The Wanderer Comes Home
July 1, 2004
Everyone must come to grips with the place in which he or she grew up. To not do so relegates one to a lifetime of wandering. This is because home, regardless of your wishes, does much to define you. This is for many a hard fact to accept. I like many a youth struggled to come to some sort of peace with my hometown.
I grew up in the small town of Wheelersburg in Southern Ohio. The Wheelersburg I grew up in still held many of the traits some only now know from Frank Capra films. A 1950s feel permeated the area. Everyone knew everyone else and life seemed to revolve around the high school sports teams. I recall working Friday nights at the local family grocery store during football season. A half-hour before the game began the store would be deserted. Everyone had gone to the game. We even listened to the contests on the radio in the back room of the store. In Wheelersburg most people were categorized by family name. Just the mention of a person’s surname would evoke predictable responses. “He must play football”, “I’d stay away from her”, “That family’s always had money” and on and on. A piece of gossip originating on one side of town spread with electric-like celerity all the way to the other.
As for myself, my body may have resided in Wheelersburg, but my mind always seemed elsewhere. I resented my area for its seeming backwardness and close-mindedness. It was to me a place devoid of opportunity and culture. I remember many a vow to “shake the dust of this town off my feet” and make for greener pastures. I visited places like Washington D.C. and New York and marveled at these wonderful cities. They seemed to brim with action and purpose. To me it was only in such places that the true American Dream could be lived out. Home, on the other hand, was a dead end to be steered away from at all costs. Yet, as my departure morphed from a distant dream to a fast approaching reality, I could not help but reexamine my prior notions concerning home. Upon graduating high school I began to look at things from an altered perspective. Why exactly this happened at that particular time is unclear to me. Maybe it was because I realized that I would soon leave. Maybe I had finally grown up. Regardless, I developed a respect, I would dare say even an admiration for my former object of scorn.
Exactly how were my fiercely held conceptions modified? As I earlier mentioned I worked at a family grocery store through most of high school. The store was called Deemer’s and four generations of the Deemer family had worked there. The place seemed the near epitome of Americana, with its clean cut “bag boys” (including myself) dressed in shirts and ties helping to take groceries to customers’ cars.
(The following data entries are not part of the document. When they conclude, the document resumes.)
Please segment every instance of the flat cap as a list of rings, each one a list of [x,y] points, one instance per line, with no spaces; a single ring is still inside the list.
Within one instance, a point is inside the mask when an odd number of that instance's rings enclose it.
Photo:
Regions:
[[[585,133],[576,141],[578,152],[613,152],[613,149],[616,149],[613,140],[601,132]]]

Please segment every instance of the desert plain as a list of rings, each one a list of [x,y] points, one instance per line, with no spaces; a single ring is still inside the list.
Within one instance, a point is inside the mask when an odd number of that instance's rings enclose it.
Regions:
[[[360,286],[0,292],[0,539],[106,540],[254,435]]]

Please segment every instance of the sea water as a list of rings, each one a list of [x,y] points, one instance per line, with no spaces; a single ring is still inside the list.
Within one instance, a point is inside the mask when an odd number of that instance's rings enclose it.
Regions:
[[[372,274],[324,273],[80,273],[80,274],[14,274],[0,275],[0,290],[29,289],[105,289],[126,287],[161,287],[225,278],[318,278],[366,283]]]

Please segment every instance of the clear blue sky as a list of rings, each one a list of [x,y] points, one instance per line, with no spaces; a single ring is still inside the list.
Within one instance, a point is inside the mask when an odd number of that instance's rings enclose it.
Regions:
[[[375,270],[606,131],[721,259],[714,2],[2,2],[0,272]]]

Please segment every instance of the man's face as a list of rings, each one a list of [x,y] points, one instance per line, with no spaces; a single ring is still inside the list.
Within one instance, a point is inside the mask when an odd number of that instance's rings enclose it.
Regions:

There everything felt familiar, everyone was a friend. In my three years of employment I had the pleasure of getting to know many people, most of whom had been both customers of the store and residents of the area for decades. It is somewhat odd to see how people will open up to someone who is merely carrying their groceries to their car. By such I learned of band camps, vacations, engagements, break-ups, grandchildren, carnivals, even receiving copious amounts of unsolicited marriage advice from disgruntled husbands. I believe I heard the weather report at least thirty times a day, always dreading the inevitable rush accompanying every forecast of snow. It was here, though, that I saw face to face the backbone of America. Here I met the hardworking folks who get up everyday and strive to make their community, children, and selves better. I spoke with the survivors of a depression and the veterans of wars on fascism and communism. Their strength of will and greatness of character did much to force the sea change in my ignorant view. For, much as I wanted to accuse them of being such, it was I, in fact, who was ignorant. I had through the years attempted to familiarize myself with the mind of America and the principles of liberty and self-government. I for years had studied the history of our nation, being able to easily reel off names and dates. Yet, in all of this, I had failed to comprehend the heart and soul of America. I had failed to see that those high-minded ideals formulated and espoused by brilliant men and women throughout our history were nothing if not defended with the blood, sweat, and tears of these supposedly “simple-minded” commoners. They are the true America, the legitimate sons and daughters of ‘76. They were the ones who reshaped my erroneous view of home.
It took me nineteen years to truly appreciate the beauty of southern Ohio. At the same time I finally realized my great fortune at having grown up there. As much as I might have previously loathed to admit it, that place will always be a part of home. In it reside good people who want nothing more than a good job to work hard at and a descent home to raise a family in. Yet, when fate necessitates it, they have proven themselves capable of the most extraordinary feats. They do not seek praise, yet their actions can illicit no other response. To me that is part of what is so great about America and the people who call it home. I hold no illusions as to the depressed economic state of the area and fully comprehend the necessity of my departure. However, I will take leave of my hometown not bursting with the joy of an escaped captive, but with a thankful yet heavy heart and a small but genuine tear.
Adam Carrington is a freshman from Wheelersburg, Ohio, majoring in Political Science and Communications.